Anti-joodse wetgeving en de oorlogsjaren
Na zijn gedwongen vertrek 1933 uit Duitsland stuitte hij ook in Nederland op problemen van regels en wetten. Plaut wilde in 1937 met Stien Witte, dochter van de streng christelijke Gerhard Witte en Apolonia den Hartog trouwen. (Stien Witte was na een opleiding Kinderopvang en Opvoeding verpleegster in Leiden geworden, werkte daarna in Amsterdam. Ze werd ook lid van de socialistische jeugdbeweging AJC.) Leiden weigerde het huwelijk te voltrekken. Nederland en Duitsland hadden bij verdrag in 1902 besloten elkaars huwelijkswetgeving te respecteren en Plaut kon als Duitse jood niet het voor trouwen vereiste Ehefähigkeitszeugnis (verklaring van huwelijksbevoegdheid) krijgen. Plaut en Witte schakelden een advocaat in en de Nederlandse minister van Justitie verklaarde toen, dat een dergelijk document niet absoluut noodzakelijk was. Met een gunstige aanbevelingsbrief van prof. J.H. Oort in Leiden kon er alsnog getrouwd worden, maar 'doe het zo snel en geruisloos mogelijk'. Door Stien haar huwelijk met een joodse Duitser was ze voor de Nederlandse wet Duitse geworden terwijl ze voor de Duitse wet een onrechtmatige handeling had verricht. Ze was nu 'stateloos'.

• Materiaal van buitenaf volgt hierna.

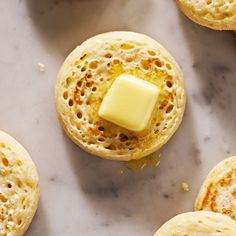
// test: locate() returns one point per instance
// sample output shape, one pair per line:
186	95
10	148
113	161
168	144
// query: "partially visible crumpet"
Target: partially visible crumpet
218	192
215	14
19	187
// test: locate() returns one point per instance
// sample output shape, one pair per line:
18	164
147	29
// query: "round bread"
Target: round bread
19	190
198	223
218	192
215	14
88	73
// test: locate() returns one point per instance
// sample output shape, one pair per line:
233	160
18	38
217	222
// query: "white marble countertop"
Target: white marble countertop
82	194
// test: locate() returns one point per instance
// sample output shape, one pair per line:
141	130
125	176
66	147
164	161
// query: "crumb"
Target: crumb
185	187
41	67
119	172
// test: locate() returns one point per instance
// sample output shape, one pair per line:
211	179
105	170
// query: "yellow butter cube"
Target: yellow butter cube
129	102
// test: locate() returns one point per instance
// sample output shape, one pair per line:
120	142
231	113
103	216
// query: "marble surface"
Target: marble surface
82	194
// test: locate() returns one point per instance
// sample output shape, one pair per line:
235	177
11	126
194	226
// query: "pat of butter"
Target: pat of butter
129	102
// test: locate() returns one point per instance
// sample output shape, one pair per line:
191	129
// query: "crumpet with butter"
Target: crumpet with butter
120	95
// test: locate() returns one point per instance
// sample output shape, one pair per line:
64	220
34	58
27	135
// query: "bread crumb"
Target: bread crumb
41	67
119	172
185	187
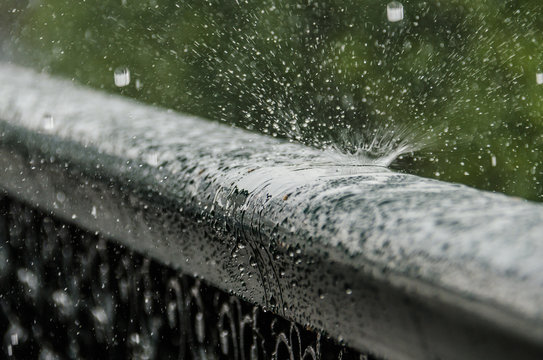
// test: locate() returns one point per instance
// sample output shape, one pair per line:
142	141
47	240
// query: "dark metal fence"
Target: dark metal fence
67	293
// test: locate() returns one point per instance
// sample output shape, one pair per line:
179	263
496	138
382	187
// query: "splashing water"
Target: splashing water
378	146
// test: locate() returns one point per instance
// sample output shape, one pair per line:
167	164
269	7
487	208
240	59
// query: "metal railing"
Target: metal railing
389	264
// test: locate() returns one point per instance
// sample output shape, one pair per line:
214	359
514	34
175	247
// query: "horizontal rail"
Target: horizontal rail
394	264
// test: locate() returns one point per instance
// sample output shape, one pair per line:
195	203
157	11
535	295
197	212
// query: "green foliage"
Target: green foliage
457	76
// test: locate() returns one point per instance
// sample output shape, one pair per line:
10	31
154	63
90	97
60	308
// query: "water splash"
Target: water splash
378	145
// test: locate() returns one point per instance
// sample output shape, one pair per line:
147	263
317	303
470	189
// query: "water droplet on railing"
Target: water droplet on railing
48	122
394	11
121	76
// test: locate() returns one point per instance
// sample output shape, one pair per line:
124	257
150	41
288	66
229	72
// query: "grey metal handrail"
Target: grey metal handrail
394	264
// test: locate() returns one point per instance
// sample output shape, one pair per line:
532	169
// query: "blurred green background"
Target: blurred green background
455	80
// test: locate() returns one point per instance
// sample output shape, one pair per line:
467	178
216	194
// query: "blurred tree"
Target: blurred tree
453	83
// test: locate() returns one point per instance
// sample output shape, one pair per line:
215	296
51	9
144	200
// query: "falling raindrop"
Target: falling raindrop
224	342
394	11
121	76
200	329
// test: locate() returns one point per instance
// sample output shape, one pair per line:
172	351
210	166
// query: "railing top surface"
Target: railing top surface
443	245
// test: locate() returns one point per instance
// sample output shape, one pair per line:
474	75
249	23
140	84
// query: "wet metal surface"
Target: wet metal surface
404	266
70	294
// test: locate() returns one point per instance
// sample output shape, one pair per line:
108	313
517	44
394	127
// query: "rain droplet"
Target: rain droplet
48	122
224	342
14	339
121	76
200	330
394	11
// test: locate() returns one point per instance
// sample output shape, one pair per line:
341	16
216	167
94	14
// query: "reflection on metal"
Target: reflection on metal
392	264
67	293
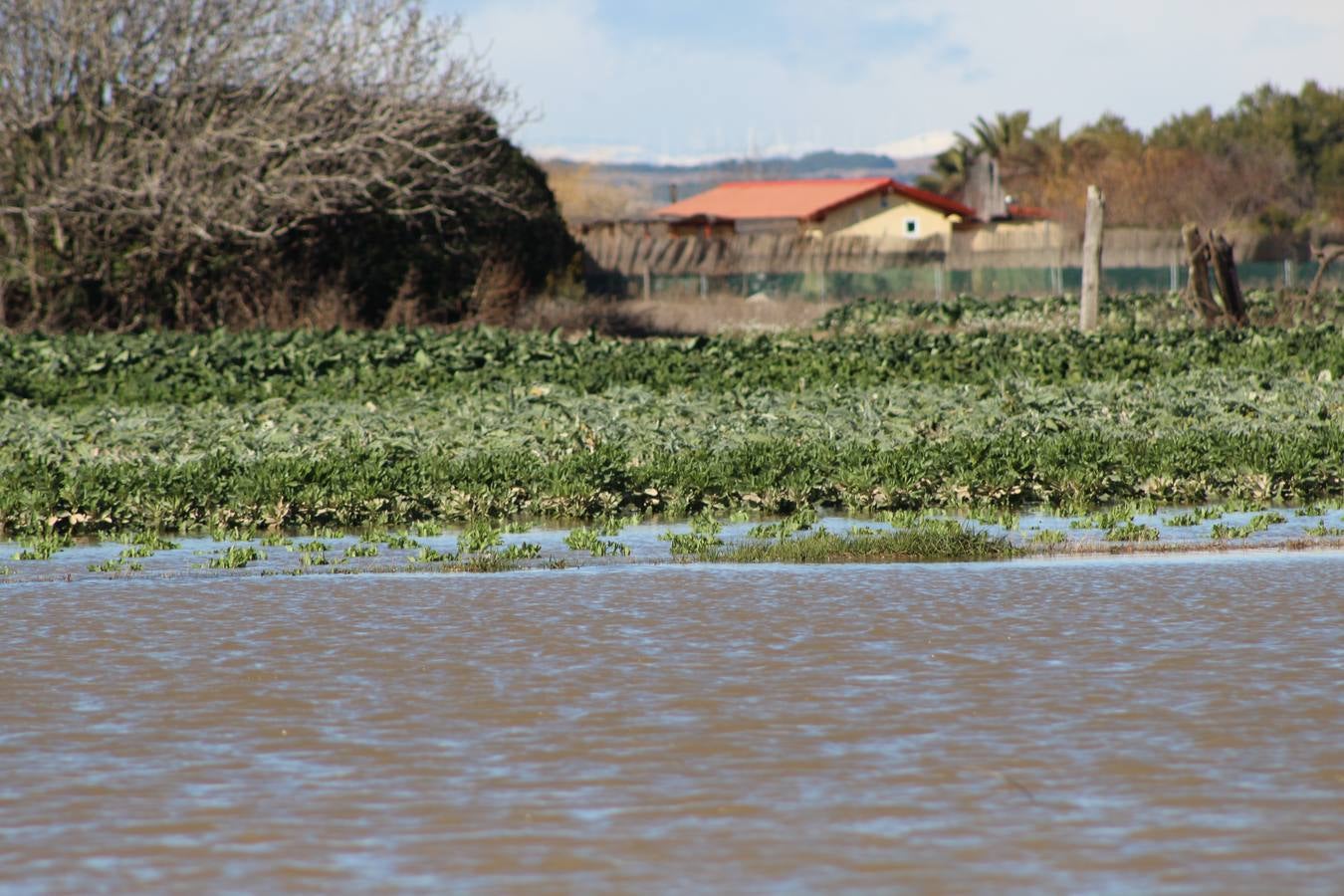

Nadat Nederland door de Duitsers bezet was moesten de gemeenten aan de Nederlandse kust alle joodse inwoners wegsturen. In de lijst verboden gemeentes kwam Groningen niet voor zodat Plaut en gezin hals over kop naar Groningen verhuisden, naar het Sterrenkundig Laboratorium Kapteyn (thans Kapteyn Instituut) bij prof. P.J. van Rhijn. Een poging van daaruit naar de Verenigde Staten naar broer Ulrich te emigreren mislukte. Juni 1941 kon hij deelnemen aan de eerste Nederlandse Astronomen Conferentie te Doorn, die plaats vond met toestemming van de procureur-generaal 'mits er geen onderwerpen van politieke aard ter sprake worden gebracht'.[3] December 1941 moesten alle niet-Nederlandse joden zich voor 'vrijwillige emigratie' naar het Oosten melden. Voor gemengd-gehuwden werd een uitzondering gemaakt (zie Sperr-stempel). Maar op het Kapteyn Laboratorium mocht hij zich volgens verordeningen niet meer vertonen. Het gezin raakte nu in een isolement. Voorjaar 1944 moesten deze joodse mannen naar werkkampen. Plaut kwam in Havelte terecht waar een vliegveld werd aangelegd. September 1944, na dolle dinsdag, werd het kamp in Havelte verlaten. Plaut dook nu in Groningen onder bij prof. Van der Corput. Maar begin 1945 werd Plaut met andere onderduikers gearresteerd, opgesloten en gemarteld. Met zijn dekmantel als landbouwingenieur uit Wageningen was hij schijnbaar een 'gewone' werkweigeraar. Hij werd naar het werkkamp Fürstenau afgevoerd waar hij de oorlog overleefde. Begin mei 1945 werd hij bevrijd door de geallieerden en kwam te voet, verzwakt en psychisch geknakt, in Groningen aan.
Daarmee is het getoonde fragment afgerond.